À la fin de cette première semaine, ce fut un autre événement non moins significatif. Le proviseur, accompagné du censeur, se présentait chaque samedi pour lire les notes. De taille moyenne, bien pris dans sa redingote boutonnée, la physionomie impassible et si noble, M. Paul Bouteiller se tint un peu à l’écart. On observa qu’il affectait de ne pas regarder ces dignitaires administratifs.

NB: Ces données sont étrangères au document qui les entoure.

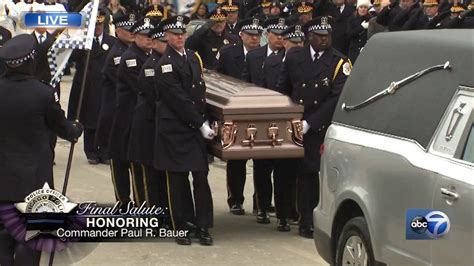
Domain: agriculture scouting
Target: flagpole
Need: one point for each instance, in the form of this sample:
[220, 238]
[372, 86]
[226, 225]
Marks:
[81, 96]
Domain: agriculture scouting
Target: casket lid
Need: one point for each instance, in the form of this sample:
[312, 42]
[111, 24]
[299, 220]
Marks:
[229, 96]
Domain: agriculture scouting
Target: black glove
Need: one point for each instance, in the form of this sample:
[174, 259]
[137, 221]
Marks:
[393, 5]
[78, 128]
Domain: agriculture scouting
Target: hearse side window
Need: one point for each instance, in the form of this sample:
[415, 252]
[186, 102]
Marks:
[468, 152]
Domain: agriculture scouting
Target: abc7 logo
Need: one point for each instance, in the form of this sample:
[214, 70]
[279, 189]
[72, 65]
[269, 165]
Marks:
[435, 224]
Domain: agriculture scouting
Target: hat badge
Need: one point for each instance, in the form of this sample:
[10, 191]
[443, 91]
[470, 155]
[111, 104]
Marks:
[255, 21]
[281, 22]
[146, 22]
[324, 21]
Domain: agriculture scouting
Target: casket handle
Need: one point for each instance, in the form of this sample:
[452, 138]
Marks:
[296, 131]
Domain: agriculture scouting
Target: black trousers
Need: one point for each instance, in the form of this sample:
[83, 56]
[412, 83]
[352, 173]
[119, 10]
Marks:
[13, 253]
[156, 192]
[179, 201]
[236, 176]
[284, 176]
[307, 197]
[90, 149]
[121, 171]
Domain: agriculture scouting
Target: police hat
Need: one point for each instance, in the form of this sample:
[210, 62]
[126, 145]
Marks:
[125, 21]
[157, 33]
[144, 26]
[293, 34]
[18, 50]
[304, 8]
[275, 25]
[217, 15]
[250, 26]
[318, 25]
[5, 35]
[175, 24]
[101, 16]
[230, 6]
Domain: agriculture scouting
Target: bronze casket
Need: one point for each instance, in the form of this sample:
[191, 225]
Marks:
[250, 121]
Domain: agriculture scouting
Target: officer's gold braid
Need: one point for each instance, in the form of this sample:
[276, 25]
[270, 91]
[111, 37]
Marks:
[200, 60]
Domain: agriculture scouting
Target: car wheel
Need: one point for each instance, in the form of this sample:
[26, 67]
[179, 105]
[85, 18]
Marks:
[353, 246]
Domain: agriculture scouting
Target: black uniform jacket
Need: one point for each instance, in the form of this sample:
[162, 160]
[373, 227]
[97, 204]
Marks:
[317, 86]
[142, 135]
[253, 70]
[93, 89]
[131, 63]
[180, 112]
[231, 60]
[109, 83]
[207, 43]
[29, 110]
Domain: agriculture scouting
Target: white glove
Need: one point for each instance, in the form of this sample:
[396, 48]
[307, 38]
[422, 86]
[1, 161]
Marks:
[305, 127]
[206, 131]
[365, 24]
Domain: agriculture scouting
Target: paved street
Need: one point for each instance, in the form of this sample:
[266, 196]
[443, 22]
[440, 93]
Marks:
[237, 239]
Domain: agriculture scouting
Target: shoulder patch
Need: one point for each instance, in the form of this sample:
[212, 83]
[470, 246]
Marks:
[149, 72]
[346, 69]
[56, 97]
[131, 62]
[166, 68]
[117, 60]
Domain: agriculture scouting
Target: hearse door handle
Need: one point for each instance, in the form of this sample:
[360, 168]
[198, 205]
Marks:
[449, 194]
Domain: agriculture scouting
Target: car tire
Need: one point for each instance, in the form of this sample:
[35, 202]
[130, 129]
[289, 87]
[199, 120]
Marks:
[353, 245]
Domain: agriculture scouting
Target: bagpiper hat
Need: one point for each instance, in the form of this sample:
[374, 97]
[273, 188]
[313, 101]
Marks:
[429, 3]
[318, 25]
[18, 50]
[101, 16]
[143, 26]
[250, 26]
[125, 21]
[304, 8]
[158, 33]
[266, 3]
[230, 6]
[293, 34]
[217, 15]
[275, 25]
[5, 35]
[175, 24]
[458, 8]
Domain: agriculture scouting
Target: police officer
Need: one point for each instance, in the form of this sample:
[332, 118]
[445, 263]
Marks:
[125, 38]
[92, 94]
[131, 63]
[231, 8]
[142, 134]
[28, 111]
[313, 76]
[231, 61]
[181, 119]
[210, 38]
[254, 73]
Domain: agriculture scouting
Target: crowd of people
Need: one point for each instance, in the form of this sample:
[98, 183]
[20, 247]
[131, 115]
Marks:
[144, 107]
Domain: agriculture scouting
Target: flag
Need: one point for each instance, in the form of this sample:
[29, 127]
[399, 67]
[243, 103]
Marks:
[70, 39]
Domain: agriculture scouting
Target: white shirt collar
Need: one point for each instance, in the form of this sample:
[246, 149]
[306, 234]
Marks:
[313, 52]
[245, 51]
[270, 51]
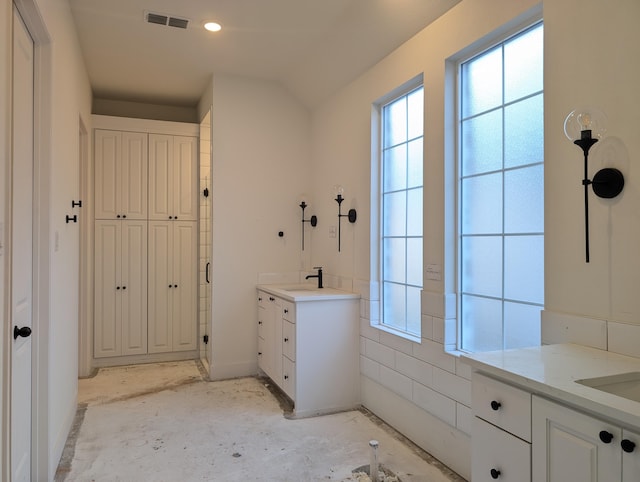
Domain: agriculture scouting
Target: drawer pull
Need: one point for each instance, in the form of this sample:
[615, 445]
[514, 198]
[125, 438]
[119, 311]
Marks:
[606, 437]
[628, 446]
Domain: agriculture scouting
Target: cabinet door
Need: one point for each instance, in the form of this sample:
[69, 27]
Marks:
[630, 456]
[133, 176]
[133, 291]
[185, 290]
[160, 287]
[567, 446]
[107, 331]
[160, 176]
[497, 454]
[107, 150]
[184, 192]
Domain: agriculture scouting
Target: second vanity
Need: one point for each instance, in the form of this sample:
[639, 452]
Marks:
[555, 413]
[308, 344]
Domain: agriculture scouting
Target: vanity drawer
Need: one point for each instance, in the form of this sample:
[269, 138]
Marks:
[289, 311]
[289, 340]
[503, 405]
[498, 455]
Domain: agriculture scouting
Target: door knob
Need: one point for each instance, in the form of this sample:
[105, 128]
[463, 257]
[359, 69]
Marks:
[24, 332]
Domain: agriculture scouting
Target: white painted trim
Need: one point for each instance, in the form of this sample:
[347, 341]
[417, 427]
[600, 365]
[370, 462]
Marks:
[85, 298]
[145, 125]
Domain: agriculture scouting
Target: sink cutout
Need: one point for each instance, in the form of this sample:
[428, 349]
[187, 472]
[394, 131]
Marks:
[625, 385]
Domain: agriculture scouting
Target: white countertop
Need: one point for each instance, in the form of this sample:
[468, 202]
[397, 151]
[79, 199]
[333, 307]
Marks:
[307, 292]
[551, 371]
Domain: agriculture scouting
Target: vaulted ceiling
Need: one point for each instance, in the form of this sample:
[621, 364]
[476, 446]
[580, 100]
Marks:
[313, 47]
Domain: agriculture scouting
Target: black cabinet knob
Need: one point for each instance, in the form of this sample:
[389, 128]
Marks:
[628, 446]
[605, 436]
[24, 332]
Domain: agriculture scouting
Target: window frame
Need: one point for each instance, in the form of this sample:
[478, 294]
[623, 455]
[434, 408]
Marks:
[499, 40]
[377, 224]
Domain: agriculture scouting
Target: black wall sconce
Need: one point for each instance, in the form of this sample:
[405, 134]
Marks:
[585, 127]
[351, 214]
[313, 220]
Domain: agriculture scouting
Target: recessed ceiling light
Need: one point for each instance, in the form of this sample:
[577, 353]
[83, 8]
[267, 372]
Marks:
[213, 26]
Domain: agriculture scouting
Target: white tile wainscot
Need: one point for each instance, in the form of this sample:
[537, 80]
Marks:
[308, 344]
[576, 432]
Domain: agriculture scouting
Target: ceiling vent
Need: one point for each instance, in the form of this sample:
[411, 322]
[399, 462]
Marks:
[167, 20]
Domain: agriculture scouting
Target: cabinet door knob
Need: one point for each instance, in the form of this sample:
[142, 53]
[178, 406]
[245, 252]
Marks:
[605, 436]
[628, 446]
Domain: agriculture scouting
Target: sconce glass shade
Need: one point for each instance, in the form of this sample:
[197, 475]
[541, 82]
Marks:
[585, 120]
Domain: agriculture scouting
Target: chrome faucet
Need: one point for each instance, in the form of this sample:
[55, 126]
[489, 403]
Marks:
[319, 275]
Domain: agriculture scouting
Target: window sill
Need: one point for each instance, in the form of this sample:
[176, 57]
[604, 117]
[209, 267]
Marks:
[398, 333]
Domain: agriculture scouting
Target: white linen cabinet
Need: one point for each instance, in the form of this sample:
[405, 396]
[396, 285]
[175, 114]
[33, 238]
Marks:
[172, 286]
[145, 249]
[120, 321]
[173, 182]
[121, 164]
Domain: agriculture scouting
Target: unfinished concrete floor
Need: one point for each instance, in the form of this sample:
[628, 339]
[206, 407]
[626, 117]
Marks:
[164, 422]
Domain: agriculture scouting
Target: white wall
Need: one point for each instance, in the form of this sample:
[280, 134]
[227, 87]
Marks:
[66, 98]
[260, 164]
[592, 58]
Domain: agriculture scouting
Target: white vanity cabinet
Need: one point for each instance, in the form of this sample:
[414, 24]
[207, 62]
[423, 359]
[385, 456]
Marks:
[571, 446]
[533, 413]
[310, 349]
[502, 427]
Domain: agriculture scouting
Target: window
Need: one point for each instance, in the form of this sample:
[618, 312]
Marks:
[500, 203]
[401, 212]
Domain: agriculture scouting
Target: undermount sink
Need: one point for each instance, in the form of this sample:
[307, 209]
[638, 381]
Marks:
[625, 385]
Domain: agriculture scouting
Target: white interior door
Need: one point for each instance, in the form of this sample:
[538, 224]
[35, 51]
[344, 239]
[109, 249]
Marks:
[22, 252]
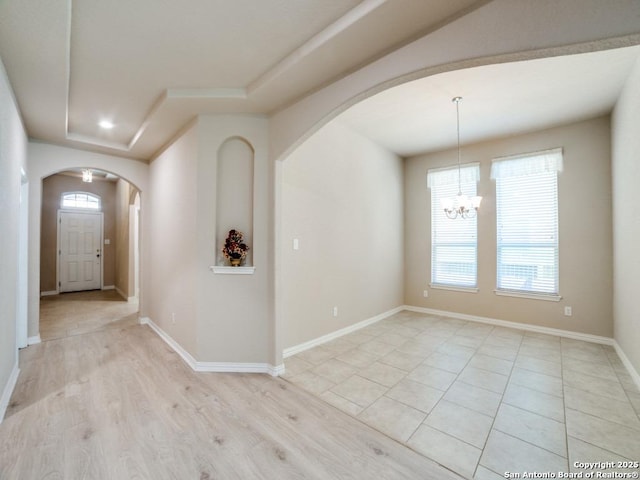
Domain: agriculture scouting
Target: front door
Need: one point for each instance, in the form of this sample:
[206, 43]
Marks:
[79, 251]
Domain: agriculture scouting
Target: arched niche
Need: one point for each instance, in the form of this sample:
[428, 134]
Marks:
[234, 194]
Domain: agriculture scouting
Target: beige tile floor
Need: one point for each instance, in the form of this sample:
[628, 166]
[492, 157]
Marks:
[76, 313]
[479, 399]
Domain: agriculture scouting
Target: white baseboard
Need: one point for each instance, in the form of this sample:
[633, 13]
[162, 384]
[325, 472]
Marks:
[217, 367]
[519, 326]
[8, 391]
[287, 352]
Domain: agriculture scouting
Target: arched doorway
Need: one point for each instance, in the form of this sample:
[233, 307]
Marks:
[88, 253]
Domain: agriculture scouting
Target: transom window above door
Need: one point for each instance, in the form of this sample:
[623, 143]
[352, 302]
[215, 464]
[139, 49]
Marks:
[81, 200]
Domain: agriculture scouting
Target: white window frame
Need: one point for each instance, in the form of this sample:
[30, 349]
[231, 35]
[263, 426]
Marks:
[85, 208]
[537, 172]
[446, 182]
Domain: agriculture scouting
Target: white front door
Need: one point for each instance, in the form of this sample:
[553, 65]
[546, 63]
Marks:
[79, 251]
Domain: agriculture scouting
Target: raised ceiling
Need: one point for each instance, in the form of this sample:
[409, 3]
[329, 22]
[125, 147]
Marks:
[151, 66]
[498, 100]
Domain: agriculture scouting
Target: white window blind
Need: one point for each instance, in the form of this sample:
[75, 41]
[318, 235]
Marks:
[527, 222]
[454, 247]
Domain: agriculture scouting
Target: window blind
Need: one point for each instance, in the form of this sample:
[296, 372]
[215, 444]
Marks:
[527, 222]
[454, 248]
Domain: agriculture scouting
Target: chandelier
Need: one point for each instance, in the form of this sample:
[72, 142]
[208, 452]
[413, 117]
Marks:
[460, 205]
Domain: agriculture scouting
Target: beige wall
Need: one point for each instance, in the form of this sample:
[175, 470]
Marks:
[626, 218]
[172, 246]
[52, 189]
[13, 146]
[124, 197]
[585, 232]
[342, 200]
[45, 160]
[235, 312]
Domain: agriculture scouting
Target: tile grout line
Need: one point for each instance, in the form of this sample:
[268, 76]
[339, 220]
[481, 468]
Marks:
[475, 471]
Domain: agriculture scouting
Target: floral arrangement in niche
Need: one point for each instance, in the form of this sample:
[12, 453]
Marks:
[235, 250]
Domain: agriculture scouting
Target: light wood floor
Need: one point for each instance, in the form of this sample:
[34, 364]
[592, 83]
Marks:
[78, 313]
[119, 404]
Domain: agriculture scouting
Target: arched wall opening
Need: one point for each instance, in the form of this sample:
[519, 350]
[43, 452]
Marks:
[234, 194]
[45, 160]
[322, 118]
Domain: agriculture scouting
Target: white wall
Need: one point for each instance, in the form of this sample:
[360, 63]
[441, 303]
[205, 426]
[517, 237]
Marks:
[13, 146]
[172, 241]
[626, 218]
[585, 235]
[44, 160]
[342, 200]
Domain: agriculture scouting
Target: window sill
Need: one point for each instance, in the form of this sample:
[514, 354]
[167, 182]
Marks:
[454, 288]
[533, 296]
[225, 270]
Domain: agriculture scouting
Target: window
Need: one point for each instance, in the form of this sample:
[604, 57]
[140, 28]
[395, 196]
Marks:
[454, 246]
[527, 222]
[83, 200]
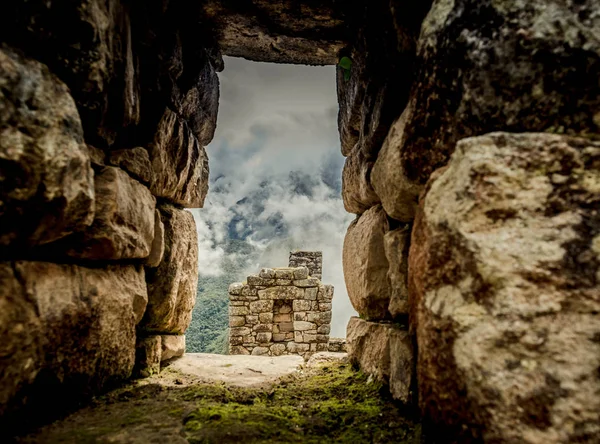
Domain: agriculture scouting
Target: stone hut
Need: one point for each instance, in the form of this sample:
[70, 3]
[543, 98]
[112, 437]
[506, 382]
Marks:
[281, 311]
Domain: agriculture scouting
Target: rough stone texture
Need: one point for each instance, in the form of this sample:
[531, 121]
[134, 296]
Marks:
[135, 161]
[384, 351]
[396, 244]
[157, 250]
[179, 163]
[123, 226]
[147, 356]
[313, 260]
[399, 196]
[382, 51]
[504, 276]
[365, 264]
[289, 31]
[173, 284]
[267, 317]
[337, 345]
[357, 192]
[495, 65]
[172, 346]
[46, 182]
[66, 329]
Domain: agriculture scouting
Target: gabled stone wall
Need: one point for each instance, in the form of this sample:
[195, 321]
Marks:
[280, 311]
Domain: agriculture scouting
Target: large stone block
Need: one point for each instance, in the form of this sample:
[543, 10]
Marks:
[504, 275]
[384, 351]
[365, 264]
[135, 161]
[72, 329]
[357, 191]
[173, 284]
[375, 89]
[179, 163]
[172, 346]
[46, 181]
[123, 226]
[396, 244]
[147, 356]
[495, 65]
[93, 56]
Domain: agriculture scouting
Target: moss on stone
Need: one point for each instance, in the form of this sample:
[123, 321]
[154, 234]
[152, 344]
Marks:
[333, 403]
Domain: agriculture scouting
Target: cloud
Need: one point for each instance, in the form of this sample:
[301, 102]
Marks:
[276, 173]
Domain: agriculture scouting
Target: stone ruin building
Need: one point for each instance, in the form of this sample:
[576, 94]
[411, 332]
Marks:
[471, 131]
[282, 311]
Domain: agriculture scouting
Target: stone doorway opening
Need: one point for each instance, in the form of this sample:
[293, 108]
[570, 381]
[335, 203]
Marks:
[283, 321]
[275, 187]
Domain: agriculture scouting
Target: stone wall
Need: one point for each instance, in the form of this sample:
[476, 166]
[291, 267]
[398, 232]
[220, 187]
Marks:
[313, 260]
[472, 261]
[470, 132]
[103, 125]
[281, 311]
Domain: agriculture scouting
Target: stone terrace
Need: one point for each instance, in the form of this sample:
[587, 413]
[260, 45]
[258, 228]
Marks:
[280, 311]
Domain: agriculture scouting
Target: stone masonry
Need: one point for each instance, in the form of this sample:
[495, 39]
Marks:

Il les dédaignait. Par là, il enthousiasma ces enfants révoltés.

Il leur parut un frère aîné et tout-puissant. Cette attitude l’égalait au professeur de mathématiques spéciales qui, un jour, d’un coup de pied, avait violemment fermé la porte laissée ouverte par le censeur. L’opinion salua leur indépendance. Les jeunes gens dirent en récréation :

— Un proviseur ! eh bien quoi ? c’est un policier !

Après cela, M. Bouteiller peut bien leur enseigner tout ce qu’il voudra sur le respect des lois, sur la discipline sociale. Il a méprisé, au nom de sa supériorité individuelle, un supérieur hiérarchique.

Cependant proviseur et censeur se consultaient :

— Ses allures confirment mes renseignements. Il a des protections.

— Qui donc ?

— Peut-être Gambetta ! dit le proviseur à voix basse.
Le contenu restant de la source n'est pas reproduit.